Классификация относится к категории обучения с учителем, где целевым объектам также предоставляются входные данные. Классификацию можно применять для решения самых разных задач, включая одобрение кредита, медицинскую диагностику, целевой маркетинг и т. д.
Классифицируют два типа учащихся — ленивые и нетерпеливые.
Ленивые учащиеся сохраняют данные обучения и ждут, пока не появятся данные тестирования. В этом случае классификация проводится на основе наиболее связанных сохраненных обучающих данных. По сравнению с усердными учениками, ленивые ученики тратят меньше времени на обучение, но больше времени на прогнозирование.
Примеры:K-ближайший сосед и рассуждения по прецедентам.
Активные учащиеся создают модель классификации на основе предоставленных данных обучения, прежде чем получать данные для классификации. Он должен быть способен придерживаться единой гипотезы, охватывающей все пространство экземпляров. Из-за этого усердным ученикам требуется больше времени на обучение и меньше времени на прогнозирование.
Примеры:Дерево решений, наивный Байес и искусственные нейронные сети.
Подробнее о машинном обучении: 10 лучших алгоритмов машинного обучения, которые должен знать каждый новичок
Существует множество алгоритмов классификации на выбор. Выбор правильного зависит от приложения и характера доступного набора данных. Например, если классы линейно разделимы, линейные классификаторы, такие как логистическая регрессия и линейный дискриминант Фишера, могут превзойти сложные модели и наоборот.
Дерево решений строит модели классификации или регрессии в виде древовидной структуры. Он использует набор правил «если-то», который является взаимоисключающим и исчерпывающим для классификации. Правила изучаются последовательно с использованием обучающих данных по одному. Каждый раз, когда правило изучается, кортежи, на которые распространяются правила, удаляются. Этот процесс продолжается до тех пор, пока не будет выполнено условие завершения.
Дерево строится сверху вниз, рекурсивно, по принципу «разделяй и властвуй». Все атрибуты должны быть категориальными. В противном случае их следует дискретизировать заранее. Атрибуты в верхней части дерева оказывают большее влияние на классификацию и идентифицируются с использованием концепции получения информации.
Дерево решений может быть легко переоснащено, создавая слишком много ветвей и может отражать аномалии из-за шума или выбросов. Модель с перенастройкой приводит к очень плохой производительности на невидимых данных, хотя она дает впечатляющую производительность на обучающих данных. Этого можно избежать с помощью предварительной обрезки, которая заранее останавливает формирование дерева, или с помощью последующей обрезки, при которой удаляются ветки у полностью выросшего дерева.

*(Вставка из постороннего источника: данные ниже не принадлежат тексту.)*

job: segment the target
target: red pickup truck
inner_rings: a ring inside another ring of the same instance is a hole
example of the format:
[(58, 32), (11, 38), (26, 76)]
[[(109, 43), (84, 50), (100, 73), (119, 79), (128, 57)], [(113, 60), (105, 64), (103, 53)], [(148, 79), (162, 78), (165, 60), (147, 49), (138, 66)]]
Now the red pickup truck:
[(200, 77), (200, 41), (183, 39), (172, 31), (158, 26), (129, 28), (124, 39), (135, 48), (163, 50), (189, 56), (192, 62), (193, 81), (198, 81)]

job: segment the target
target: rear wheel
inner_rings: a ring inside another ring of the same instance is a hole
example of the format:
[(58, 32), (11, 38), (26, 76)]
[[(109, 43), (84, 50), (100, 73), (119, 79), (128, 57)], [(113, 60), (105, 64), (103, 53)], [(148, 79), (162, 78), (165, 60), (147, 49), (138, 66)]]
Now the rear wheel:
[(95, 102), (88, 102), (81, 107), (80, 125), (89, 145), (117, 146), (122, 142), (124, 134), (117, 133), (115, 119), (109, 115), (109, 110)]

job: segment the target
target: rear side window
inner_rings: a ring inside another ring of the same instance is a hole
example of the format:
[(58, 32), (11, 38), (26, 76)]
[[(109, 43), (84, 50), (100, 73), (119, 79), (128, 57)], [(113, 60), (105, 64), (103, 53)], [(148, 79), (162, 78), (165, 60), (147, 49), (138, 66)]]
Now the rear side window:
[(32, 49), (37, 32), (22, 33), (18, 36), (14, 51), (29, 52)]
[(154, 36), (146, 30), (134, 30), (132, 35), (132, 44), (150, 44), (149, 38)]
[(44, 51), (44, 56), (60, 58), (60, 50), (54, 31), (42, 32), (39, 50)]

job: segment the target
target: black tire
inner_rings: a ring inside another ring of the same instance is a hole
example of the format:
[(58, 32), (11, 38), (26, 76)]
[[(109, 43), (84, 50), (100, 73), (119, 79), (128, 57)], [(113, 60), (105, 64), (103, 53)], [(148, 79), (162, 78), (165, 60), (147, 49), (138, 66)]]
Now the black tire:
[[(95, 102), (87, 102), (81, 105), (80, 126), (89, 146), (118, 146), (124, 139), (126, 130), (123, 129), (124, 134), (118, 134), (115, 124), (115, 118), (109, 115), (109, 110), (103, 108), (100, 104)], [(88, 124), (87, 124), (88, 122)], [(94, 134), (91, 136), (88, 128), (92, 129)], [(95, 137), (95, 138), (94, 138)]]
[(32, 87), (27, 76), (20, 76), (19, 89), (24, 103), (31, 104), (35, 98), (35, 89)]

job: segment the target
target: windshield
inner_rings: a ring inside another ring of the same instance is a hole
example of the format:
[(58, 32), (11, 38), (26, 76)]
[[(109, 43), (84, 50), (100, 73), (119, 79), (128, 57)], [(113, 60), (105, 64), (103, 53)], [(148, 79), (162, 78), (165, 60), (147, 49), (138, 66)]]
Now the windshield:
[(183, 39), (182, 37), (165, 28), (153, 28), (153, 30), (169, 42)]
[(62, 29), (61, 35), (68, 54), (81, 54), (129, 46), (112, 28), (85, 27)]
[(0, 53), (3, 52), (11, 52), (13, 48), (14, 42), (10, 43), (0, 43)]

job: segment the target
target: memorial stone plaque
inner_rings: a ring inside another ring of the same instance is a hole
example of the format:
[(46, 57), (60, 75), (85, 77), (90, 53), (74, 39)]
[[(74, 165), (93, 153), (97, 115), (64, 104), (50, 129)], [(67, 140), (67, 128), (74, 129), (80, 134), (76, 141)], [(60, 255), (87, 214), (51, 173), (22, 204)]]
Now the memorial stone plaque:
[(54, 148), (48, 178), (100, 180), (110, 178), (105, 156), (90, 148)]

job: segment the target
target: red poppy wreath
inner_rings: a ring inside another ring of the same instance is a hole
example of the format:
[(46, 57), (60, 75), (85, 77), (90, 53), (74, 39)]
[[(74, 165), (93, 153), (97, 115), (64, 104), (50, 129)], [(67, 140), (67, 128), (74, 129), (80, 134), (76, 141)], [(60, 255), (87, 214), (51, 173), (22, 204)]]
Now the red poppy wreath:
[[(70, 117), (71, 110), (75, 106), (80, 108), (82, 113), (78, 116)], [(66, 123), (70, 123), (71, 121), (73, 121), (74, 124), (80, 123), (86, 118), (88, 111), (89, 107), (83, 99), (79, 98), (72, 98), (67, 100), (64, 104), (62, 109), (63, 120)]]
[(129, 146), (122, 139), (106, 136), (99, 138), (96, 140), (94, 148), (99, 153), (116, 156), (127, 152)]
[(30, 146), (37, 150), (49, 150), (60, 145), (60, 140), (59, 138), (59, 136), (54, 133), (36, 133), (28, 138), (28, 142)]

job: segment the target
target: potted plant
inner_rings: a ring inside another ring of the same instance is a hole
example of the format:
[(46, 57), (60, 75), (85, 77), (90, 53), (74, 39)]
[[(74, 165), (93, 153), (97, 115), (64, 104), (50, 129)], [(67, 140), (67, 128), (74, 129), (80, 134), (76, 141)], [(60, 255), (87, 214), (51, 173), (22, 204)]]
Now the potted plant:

Наивный Байес — это вероятностный классификатор, основанный на теореме Байеса в предположении, что атрибуты условно независимы.
Классификация проводится путем получения максимального апостериорного значения, которое является максимальным P(Ci|X), при этом приведенное выше предположение применяется к теореме Байеса. Это предположение значительно снижает вычислительные затраты, поскольку учитывается только распределение классов. Несмотря на то, что в большинстве случаев это предположение неверно, поскольку атрибуты зависимы, удивительно, что наивный Байес способен работать впечатляюще.
Наивный байесовский алгоритм — это простой в реализации алгоритм, который в большинстве случаев может дать хорошие результаты. Его можно легко масштабировать до более крупных наборов данных, поскольку для этого требуется линейное время, а не дорогостоящая итеративная аппроксимация, которую используют другие типы классификаторов.